Selective vs. Broad JAK Inhibition
There are four JAK enzymes in the body: JAK1, JAK2, JAK3, and TYK2. Each pairs with different cytokine receptors, so blocking one has different effects than blocking another. Some drugs are designed to preferentially target just one, like JAK1-selective inhibitors (upadacitinib, abrocitinib) or TYK2-selective inhibitors (deucravacitinib). Others, like tofacitinib, inhibit multiple JAKs more broadly.
The theory behind selectivity is that targeting one JAK should reduce side effects linked to blocking the others. In real-world data, JAK1-selective inhibitors showed a trend toward fewer treatment discontinuations due to side effects (about 17%) compared to broad-spectrum JAK inhibitors (about 25%), though this difference wasn’t statistically significant. Serious adverse events occurred at similar rates in both groups, around 4 to 5%. Selectivity does have limits: as drug levels rise in the body, even a “selective” inhibitor starts affecting other JAK family members.
How They Compare to TNF Inhibitors
TNF inhibitors (like adalimumab and etanercept) have been the standard biologic treatment for rheumatoid arthritis for over two decades. A meta-analysis comparing JAK inhibitors head-to-head with TNF inhibitors found that JAK inhibitors produced a statistically significant improvement in physical function scores. They also showed superior disease activity reduction overall. However, the two classes performed similarly on some measures, including composite disease activity scores and patient-reported global assessments.

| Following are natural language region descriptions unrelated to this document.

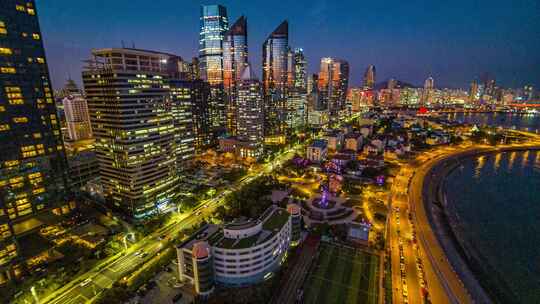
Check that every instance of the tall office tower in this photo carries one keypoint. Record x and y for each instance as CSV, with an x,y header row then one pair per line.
x,y
130,112
429,85
297,99
369,77
300,69
181,97
275,79
214,24
391,84
195,68
312,82
250,113
76,111
235,59
333,84
32,163
200,96
474,92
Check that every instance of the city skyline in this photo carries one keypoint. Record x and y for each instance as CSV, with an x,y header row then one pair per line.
x,y
399,48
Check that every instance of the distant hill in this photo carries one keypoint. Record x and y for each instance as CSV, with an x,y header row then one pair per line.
x,y
399,84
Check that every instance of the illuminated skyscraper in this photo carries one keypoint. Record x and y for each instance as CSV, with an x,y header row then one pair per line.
x,y
369,77
474,92
429,85
214,24
132,121
250,113
76,112
333,84
275,78
300,69
235,58
182,99
297,100
32,163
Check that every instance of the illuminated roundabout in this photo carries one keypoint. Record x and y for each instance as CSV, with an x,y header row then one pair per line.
x,y
450,278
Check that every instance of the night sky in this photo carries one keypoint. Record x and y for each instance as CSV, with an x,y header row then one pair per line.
x,y
454,41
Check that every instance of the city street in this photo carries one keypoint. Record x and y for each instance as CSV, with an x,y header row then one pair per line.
x,y
103,276
409,216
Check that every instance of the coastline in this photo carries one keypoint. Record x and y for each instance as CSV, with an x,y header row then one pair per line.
x,y
481,280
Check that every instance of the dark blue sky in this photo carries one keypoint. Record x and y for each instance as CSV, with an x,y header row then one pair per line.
x,y
454,41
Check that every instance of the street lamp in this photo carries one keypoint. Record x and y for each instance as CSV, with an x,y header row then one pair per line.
x,y
125,239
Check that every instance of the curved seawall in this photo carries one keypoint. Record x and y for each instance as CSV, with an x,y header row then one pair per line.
x,y
482,284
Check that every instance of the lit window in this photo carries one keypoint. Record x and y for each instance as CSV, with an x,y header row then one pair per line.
x,y
5,51
12,89
7,70
20,119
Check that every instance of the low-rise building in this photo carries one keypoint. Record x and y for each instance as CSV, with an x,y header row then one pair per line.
x,y
240,253
353,141
334,139
317,151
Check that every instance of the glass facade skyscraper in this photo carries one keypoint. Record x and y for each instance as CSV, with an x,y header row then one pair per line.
x,y
333,84
235,59
33,167
250,113
214,24
133,125
369,77
275,78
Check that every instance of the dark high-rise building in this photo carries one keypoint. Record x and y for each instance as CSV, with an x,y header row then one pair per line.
x,y
300,69
76,113
474,92
130,112
33,167
198,94
250,113
369,77
275,78
333,84
297,95
214,24
235,59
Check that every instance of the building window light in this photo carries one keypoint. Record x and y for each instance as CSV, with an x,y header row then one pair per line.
x,y
5,51
7,70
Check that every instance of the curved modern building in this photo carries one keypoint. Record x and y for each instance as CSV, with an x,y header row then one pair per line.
x,y
243,252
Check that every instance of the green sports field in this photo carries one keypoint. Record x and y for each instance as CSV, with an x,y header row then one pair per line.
x,y
343,275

For many patients, JAK inhibitors are positioned as a second-line option after TNF inhibitors, partly because of the safety concerns described below.

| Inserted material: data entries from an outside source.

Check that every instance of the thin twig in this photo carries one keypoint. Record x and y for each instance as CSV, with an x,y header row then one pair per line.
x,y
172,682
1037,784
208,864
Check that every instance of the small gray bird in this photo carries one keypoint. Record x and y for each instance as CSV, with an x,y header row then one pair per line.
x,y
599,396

Safety Risks and FDA Warnings
JAK inhibitors carry a boxed warning, the FDA’s most serious safety label. This followed a large clinical trial of tofacitinib that revealed increased risks of serious cardiovascular events (heart attack, stroke), blood clots, cancer, and death compared to TNF inhibitors. The hazard ratio for cardiovascular events was 1.33, meaning the risk was about a third higher with tofacitinib. For cancers (excluding common skin cancers), the hazard ratio was 1.48. Lymphoma and lung cancer occurred more frequently, and the lung cancer risk was particularly elevated in current or former smokers.
Because baricitinib and upadacitinib share the same mechanism as tofacitinib, the FDA extended the boxed warning to those drugs as well, even though they haven’t been studied in a comparable large safety trial. Blood clots, including pulmonary embolism and deep vein thrombosis, were another notable risk, with evidence of a dose-dependent relationship: higher doses carried greater risk.
Blood Tests and Monitoring
Before starting a JAK inhibitor, your doctor will order a set of baseline blood tests. These typically include a complete blood count (checking your white blood cells, red blood cells, and platelets), a cholesterol panel, liver enzyme levels, and a kidney function test. Kidney function matters because it determines your starting dose; reduced kidney function usually means a lower dose.
You’ll repeat most of these tests between 8 and 12 weeks after starting treatment. This window catches the majority of patients who are susceptible to drug-related changes in blood counts or cholesterol. JAK inhibitors commonly raise LDL cholesterol, so your lipid levels will be tracked. If your results at that 8-to-12-week check are stable and unremarkable, ongoing routine lab monitoring is generally unnecessary for conditions like atopic dermatitis, though your doctor may continue periodic checks based on your individual risk factors. For rheumatoid arthritis and other systemic inflammatory conditions, monitoring intervals may be more frequent given the higher-risk patient population.